Flavio Cattaneo turned around the Italian incumbent’s performance but got on the wrong side of top shareholder Vivendi.

As expected, Telecom Italia late on Monday announced that it will part ways with CEO Flavio Cattaneo, agreeing to pay him €25 million on departure.

His exit would appear to have nothing to do with the performance of Telecom Italia – also known as TIM – and everything to do with his handling of a rural fibre dispute with the government and the damage it inflicted on his relationship with top shareholder Vivendi.

TIM’s press department certainly seems sad to see Cattaneo go, giving him a glowing review when announcing his leaving.

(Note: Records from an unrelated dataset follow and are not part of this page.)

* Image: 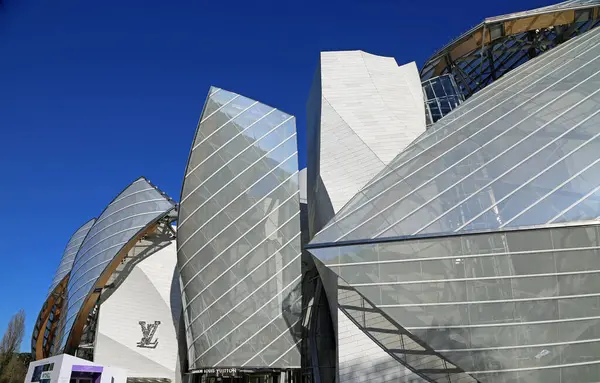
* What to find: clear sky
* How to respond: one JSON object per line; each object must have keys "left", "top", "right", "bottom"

{"left": 0, "top": 0, "right": 552, "bottom": 349}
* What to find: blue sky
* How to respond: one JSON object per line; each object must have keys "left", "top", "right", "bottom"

{"left": 0, "top": 0, "right": 552, "bottom": 349}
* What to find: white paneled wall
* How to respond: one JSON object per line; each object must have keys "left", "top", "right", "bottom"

{"left": 318, "top": 51, "right": 426, "bottom": 212}
{"left": 94, "top": 242, "right": 181, "bottom": 381}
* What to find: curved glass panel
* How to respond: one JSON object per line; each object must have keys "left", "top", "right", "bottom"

{"left": 32, "top": 219, "right": 96, "bottom": 358}
{"left": 312, "top": 26, "right": 600, "bottom": 244}
{"left": 57, "top": 177, "right": 175, "bottom": 353}
{"left": 309, "top": 223, "right": 600, "bottom": 382}
{"left": 178, "top": 87, "right": 302, "bottom": 370}
{"left": 420, "top": 0, "right": 600, "bottom": 99}
{"left": 47, "top": 219, "right": 96, "bottom": 294}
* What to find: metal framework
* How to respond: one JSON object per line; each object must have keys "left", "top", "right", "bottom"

{"left": 74, "top": 214, "right": 177, "bottom": 361}
{"left": 31, "top": 276, "right": 70, "bottom": 359}
{"left": 421, "top": 0, "right": 600, "bottom": 99}
{"left": 336, "top": 279, "right": 479, "bottom": 383}
{"left": 62, "top": 207, "right": 177, "bottom": 356}
{"left": 31, "top": 219, "right": 96, "bottom": 360}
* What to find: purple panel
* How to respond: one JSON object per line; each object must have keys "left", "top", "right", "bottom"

{"left": 72, "top": 365, "right": 103, "bottom": 373}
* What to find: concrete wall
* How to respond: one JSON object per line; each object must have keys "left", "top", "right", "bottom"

{"left": 338, "top": 310, "right": 422, "bottom": 383}
{"left": 310, "top": 51, "right": 426, "bottom": 215}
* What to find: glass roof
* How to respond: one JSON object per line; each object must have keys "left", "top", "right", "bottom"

{"left": 311, "top": 26, "right": 600, "bottom": 245}
{"left": 421, "top": 0, "right": 600, "bottom": 99}
{"left": 47, "top": 218, "right": 96, "bottom": 295}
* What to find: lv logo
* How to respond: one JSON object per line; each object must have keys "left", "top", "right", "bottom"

{"left": 137, "top": 321, "right": 161, "bottom": 348}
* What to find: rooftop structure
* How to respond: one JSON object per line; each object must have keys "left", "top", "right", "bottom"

{"left": 308, "top": 21, "right": 600, "bottom": 383}
{"left": 421, "top": 0, "right": 600, "bottom": 99}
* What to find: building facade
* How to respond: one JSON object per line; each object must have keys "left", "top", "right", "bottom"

{"left": 307, "top": 11, "right": 600, "bottom": 383}
{"left": 30, "top": 1, "right": 600, "bottom": 382}
{"left": 306, "top": 51, "right": 427, "bottom": 236}
{"left": 177, "top": 87, "right": 304, "bottom": 381}
{"left": 32, "top": 177, "right": 179, "bottom": 383}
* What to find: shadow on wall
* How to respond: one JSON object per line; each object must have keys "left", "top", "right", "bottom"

{"left": 281, "top": 271, "right": 303, "bottom": 347}
{"left": 99, "top": 239, "right": 172, "bottom": 304}
{"left": 342, "top": 357, "right": 426, "bottom": 383}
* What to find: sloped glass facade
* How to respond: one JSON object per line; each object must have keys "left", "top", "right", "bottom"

{"left": 312, "top": 25, "right": 600, "bottom": 245}
{"left": 178, "top": 87, "right": 303, "bottom": 369}
{"left": 57, "top": 177, "right": 176, "bottom": 352}
{"left": 47, "top": 219, "right": 96, "bottom": 294}
{"left": 422, "top": 74, "right": 463, "bottom": 127}
{"left": 309, "top": 223, "right": 600, "bottom": 382}
{"left": 420, "top": 0, "right": 600, "bottom": 99}
{"left": 32, "top": 219, "right": 96, "bottom": 358}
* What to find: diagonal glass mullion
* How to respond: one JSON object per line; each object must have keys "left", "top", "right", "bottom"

{"left": 185, "top": 250, "right": 301, "bottom": 338}
{"left": 362, "top": 66, "right": 600, "bottom": 239}
{"left": 220, "top": 315, "right": 288, "bottom": 367}
{"left": 268, "top": 339, "right": 301, "bottom": 367}
{"left": 183, "top": 108, "right": 278, "bottom": 179}
{"left": 394, "top": 75, "right": 600, "bottom": 236}
{"left": 178, "top": 135, "right": 296, "bottom": 252}
{"left": 178, "top": 149, "right": 297, "bottom": 270}
{"left": 179, "top": 132, "right": 295, "bottom": 234}
{"left": 360, "top": 26, "right": 600, "bottom": 189}
{"left": 193, "top": 100, "right": 258, "bottom": 151}
{"left": 249, "top": 319, "right": 301, "bottom": 367}
{"left": 181, "top": 191, "right": 299, "bottom": 299}
{"left": 499, "top": 150, "right": 600, "bottom": 227}
{"left": 316, "top": 32, "right": 600, "bottom": 240}
{"left": 190, "top": 275, "right": 301, "bottom": 363}
{"left": 198, "top": 94, "right": 240, "bottom": 124}
{"left": 180, "top": 115, "right": 292, "bottom": 207}
{"left": 452, "top": 108, "right": 600, "bottom": 231}
{"left": 547, "top": 182, "right": 600, "bottom": 223}
{"left": 180, "top": 182, "right": 299, "bottom": 285}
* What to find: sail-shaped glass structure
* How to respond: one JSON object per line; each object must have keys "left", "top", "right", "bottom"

{"left": 313, "top": 24, "right": 600, "bottom": 245}
{"left": 178, "top": 87, "right": 303, "bottom": 371}
{"left": 57, "top": 177, "right": 176, "bottom": 354}
{"left": 31, "top": 219, "right": 96, "bottom": 359}
{"left": 421, "top": 0, "right": 600, "bottom": 99}
{"left": 307, "top": 23, "right": 600, "bottom": 383}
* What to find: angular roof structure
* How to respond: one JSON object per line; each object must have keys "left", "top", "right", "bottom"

{"left": 57, "top": 177, "right": 176, "bottom": 354}
{"left": 311, "top": 25, "right": 600, "bottom": 245}
{"left": 421, "top": 0, "right": 600, "bottom": 99}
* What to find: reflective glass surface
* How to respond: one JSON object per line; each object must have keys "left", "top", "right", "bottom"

{"left": 420, "top": 0, "right": 600, "bottom": 99}
{"left": 47, "top": 219, "right": 96, "bottom": 294}
{"left": 336, "top": 279, "right": 477, "bottom": 383}
{"left": 57, "top": 177, "right": 175, "bottom": 352}
{"left": 422, "top": 74, "right": 463, "bottom": 126}
{"left": 33, "top": 219, "right": 96, "bottom": 356}
{"left": 312, "top": 27, "right": 600, "bottom": 244}
{"left": 309, "top": 223, "right": 600, "bottom": 382}
{"left": 178, "top": 87, "right": 302, "bottom": 369}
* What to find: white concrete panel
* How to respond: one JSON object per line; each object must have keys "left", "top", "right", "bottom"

{"left": 316, "top": 50, "right": 427, "bottom": 213}
{"left": 94, "top": 242, "right": 181, "bottom": 381}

The telco said Cattaneo had completed a "major and extraordinary turnaround of the business," with quarterly financial reports that were positive on every metric.

Under Cattaneo, TIM had grown its customers and revenues to "levels not reached in the last 10 years," the company continued.

"It is universally recognised that such a recovery has never before been seen, making it the first among the major European telecommunications companies that were formerly incumbent in Europe and the U.S., in terms of speed of growth of all main topline drivers, and of profitability, as well achieving the greatest coverage in fibre."

Indeed, when Cattaneo took over from Marco Patuano in late March 2016, he joined a stagnant and heavily-indebted operator.

TIM offered Cattaneo a hefty €40 million bonus to turn the company round, and while that move attracted strong criticism from some quarters, it appears to have paid off, despite his brief tenure.

TIM raised its full year EBITDA outlook after Cattaneo’s first quarter at the helm.

The following quarter, TIM’s revenue and EBITDA came in ahead of expectations.

TIM said that in 2016, its domestic operation turned in its best annual performance since 2007.

In the first quarter of 2017, TIM’s group revenue surged 8.54% year-on-year, while EBITDA jumped 16.24%.

However, just as Patuano before him, Cattaneo’s fatal mistake was to seemingly fall out with Vivendi, which owns 23.94% of TIM, making it the company’s biggest single shareholder.

The cause of this falling out was Cattaneo’s dispute with the Italian government over TIM’s rural fibre deployment.

The government had launched tenders aimed to subsidise rollouts in unprofitable, so-called ‘white’ areas of the country, which were identified via a consultation in which TIM participated.

TIM signed up to the first of three tenders, but then withdrew, opting instead to invest in its own networks. This change of course angered the government, because its tenders are supposed to pay for networks in parts of the country where there is no competing infrastructure. It subsequently launched an antitrust probe to ascertain whether TIM abused its dominant position.

It also put Cattaneo on a collision course with Vivendi, which reportedly urged him to soften his approach to dealing with the government.

Vivendi is currently having a dispute of its own with the government over its stakes in both TIM and Italian broadcaster Mediaset – in which it holds 28.8% – and allegedly wants to avoid further antagonising the government.

Under Italy’s media plurality law, no single company is allowed to wield significant influence over both a telco and a media company. Telco regulator AGCOM has ordered Vivendi to reduce its holding in either TIM or Mediaset; Vivendi has appealed the ruling.

According to local press reports, the final straw seems to have been Cattaneo’s opposition to Vivendi’s alleged plan to appoint Amos Genish as managing director to work alongside him.

Genish joined Vivendi in January as its chief convergence officer. Before that he was CEO of Telefonica Brasil.

TIM did not name a successor to Cattaneo; however, reports over the weekend claimed that his responsibilities will be split between Genish; Vivendi CEO and TIM chairman Arnaud de Puyfontaine; and deputy TIM chairman Giuseppe Recchi.

For leaving early, Cattaneo will not receive the full €40 million special award he was offered on his arrival. Instead, he will receive €22.9 million of that sum, plus a further €2.1 million provided he does not join a direct competitor to TIM in Italy or Brazil, or solicit offers from them.